The Exploding Girl
Quiet moments carry ‘The Exploding Girl’
With a title like “The Exploding Girl,’’ you’re within your rights expecting a girl who, um, explodes. And she does, sort of, just in extreme slow motion and with a naturalistic minimalism invisible to everyone except writer-director Bradley Rust Gray’s camera lens. Because we’re on the other side of that lens, we’re privileged to see it, too: the quiet collapse and renewal of a young woman’s spirit.
Gray likes to find the miraculous in the banal, and the dramatic setup in “The Exploding Girl’’ is so resolutely average as to invite ridicule. A college student named Ivy (Zoe Kazan) comes home for midterm break and gets dumped by her boyfriend; that’s about it. Within that frame, though, unfold tiny moments that come to seem monumental, or try to, and that rest on the luminosity of Kazan’s face.
Ivy’s a sweet, mousy sort, in love with a guy we hear only on the cellphone and who we immediately sense is bad news: No one stammers that purposefully when returning a lover’s feelings. At the same time, she spends her break partying around with a lanky, bright high school friend named Al (Mark Rendall), who clearly adores her and is terrified of saying so.
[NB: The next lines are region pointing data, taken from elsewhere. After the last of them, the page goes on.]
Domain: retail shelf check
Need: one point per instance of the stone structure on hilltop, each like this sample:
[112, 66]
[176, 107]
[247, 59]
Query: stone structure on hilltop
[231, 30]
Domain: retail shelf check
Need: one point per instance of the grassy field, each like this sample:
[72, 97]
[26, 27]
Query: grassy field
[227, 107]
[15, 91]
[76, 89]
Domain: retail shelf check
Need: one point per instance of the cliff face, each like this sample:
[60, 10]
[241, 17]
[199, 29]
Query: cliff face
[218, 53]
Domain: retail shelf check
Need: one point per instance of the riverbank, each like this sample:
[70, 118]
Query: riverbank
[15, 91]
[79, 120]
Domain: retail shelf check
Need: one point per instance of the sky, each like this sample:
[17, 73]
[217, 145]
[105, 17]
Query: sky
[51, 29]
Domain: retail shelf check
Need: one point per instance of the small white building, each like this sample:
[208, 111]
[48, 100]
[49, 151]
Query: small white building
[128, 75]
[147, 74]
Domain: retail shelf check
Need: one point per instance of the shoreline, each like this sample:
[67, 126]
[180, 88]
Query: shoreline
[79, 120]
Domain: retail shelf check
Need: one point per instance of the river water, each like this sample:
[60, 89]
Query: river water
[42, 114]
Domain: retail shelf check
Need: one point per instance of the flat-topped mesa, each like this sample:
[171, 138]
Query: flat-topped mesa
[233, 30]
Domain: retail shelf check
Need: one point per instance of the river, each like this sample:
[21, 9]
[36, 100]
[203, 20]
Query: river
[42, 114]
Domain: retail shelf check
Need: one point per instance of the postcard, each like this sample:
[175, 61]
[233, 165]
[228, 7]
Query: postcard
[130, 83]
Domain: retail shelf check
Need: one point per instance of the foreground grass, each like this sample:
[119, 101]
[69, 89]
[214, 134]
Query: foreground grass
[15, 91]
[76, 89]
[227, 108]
“The Exploding Girl’’ reminded me of the bit in “The Odd Couple’’ where Oscar says, “I always thought the gravy just came when you cooked the meat.’’ Gray, who favors extremely long takes, operates on the assumption that the gravy will come if he just keeps filming. He situates Ivy either in close-up or amid the clutter of a street scene and watches her simply being, and there’s something infinitely touching in his attentions. Like the great French filmmaker Robert Bresson, Gray tries to make us see a face in the crowd as a profound divinity. Because he’s not Bresson, he only comes close.
Kazan, the granddaughter of classic-era director Elia Kazan, is a young actress who has been getting a lot of work lately: the wannabe New Yorker writer in “Me and Orson Welles,’’ Meryl Streep’s daughter in “It’s Complicated.’’ She’s a blue-eyed changeling, shifting from glamour to ordinariness as a movie requires, and in “Exploding Girl’’ she’s at her most passive, at times annoyingly so. About halfway into the film we learn that Ivy is epileptic, which helps explain her stillness: The character treats her own life as if it were a bomb primed to go off at any minute.
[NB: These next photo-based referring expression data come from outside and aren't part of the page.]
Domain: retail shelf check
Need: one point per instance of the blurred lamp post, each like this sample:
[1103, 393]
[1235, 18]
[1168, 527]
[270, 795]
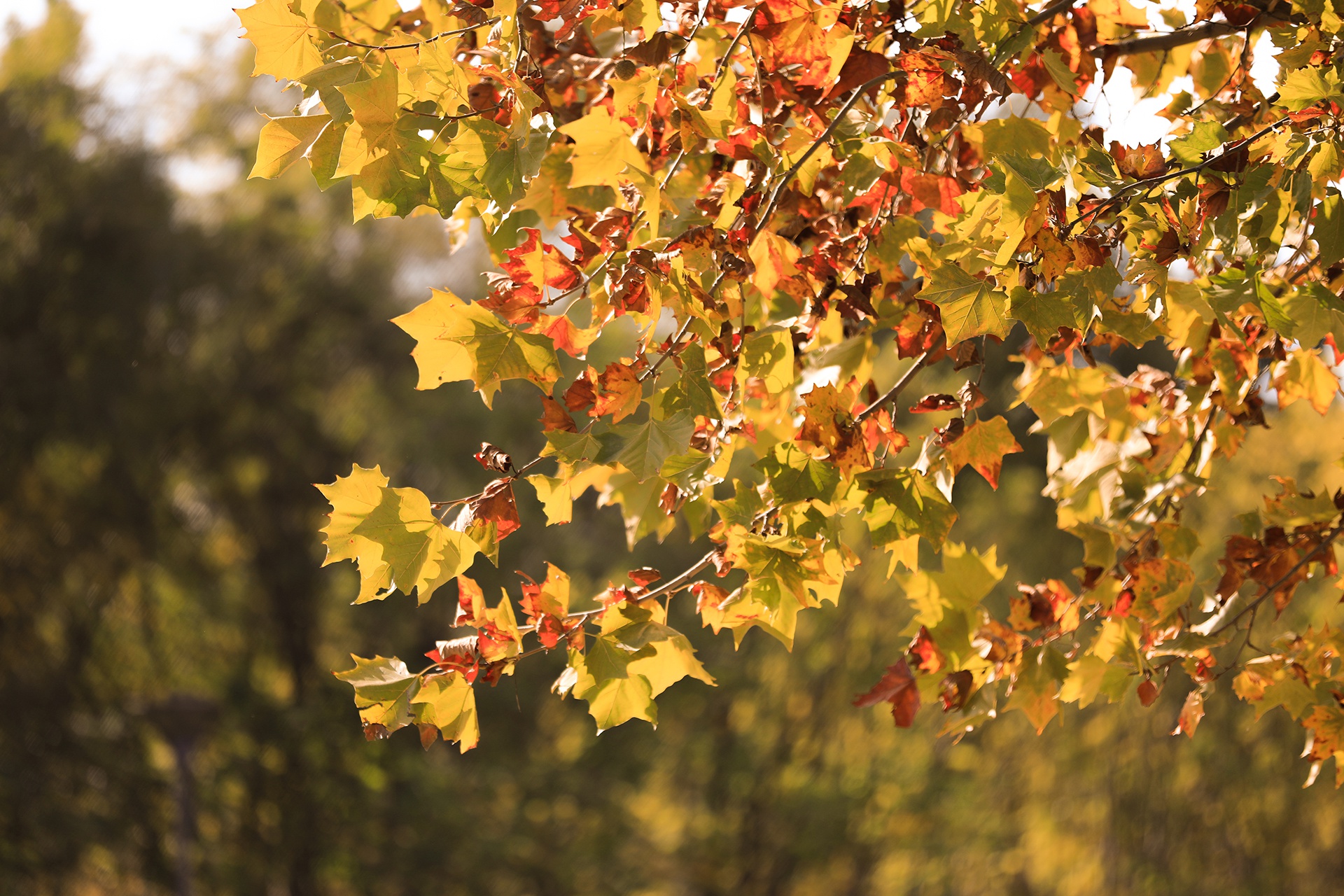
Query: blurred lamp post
[183, 720]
Yet the actress repays her director’s endless gaze with a performance that hints at the possibilities deep inside Ivy. “The Exploding Girl’’ is a film about the deceptiveness of surfaces, and it takes place in a small town that you eventually realize with a start is actually New York City. That parallels the heroine, who carries a universe inside her drab frame. Gray ends his story much too neatly — it cuts against our desire to see Ivy achieve real independence — but in a sense he’s just handing her off. She was his and ours for a while, and someday she may be her own.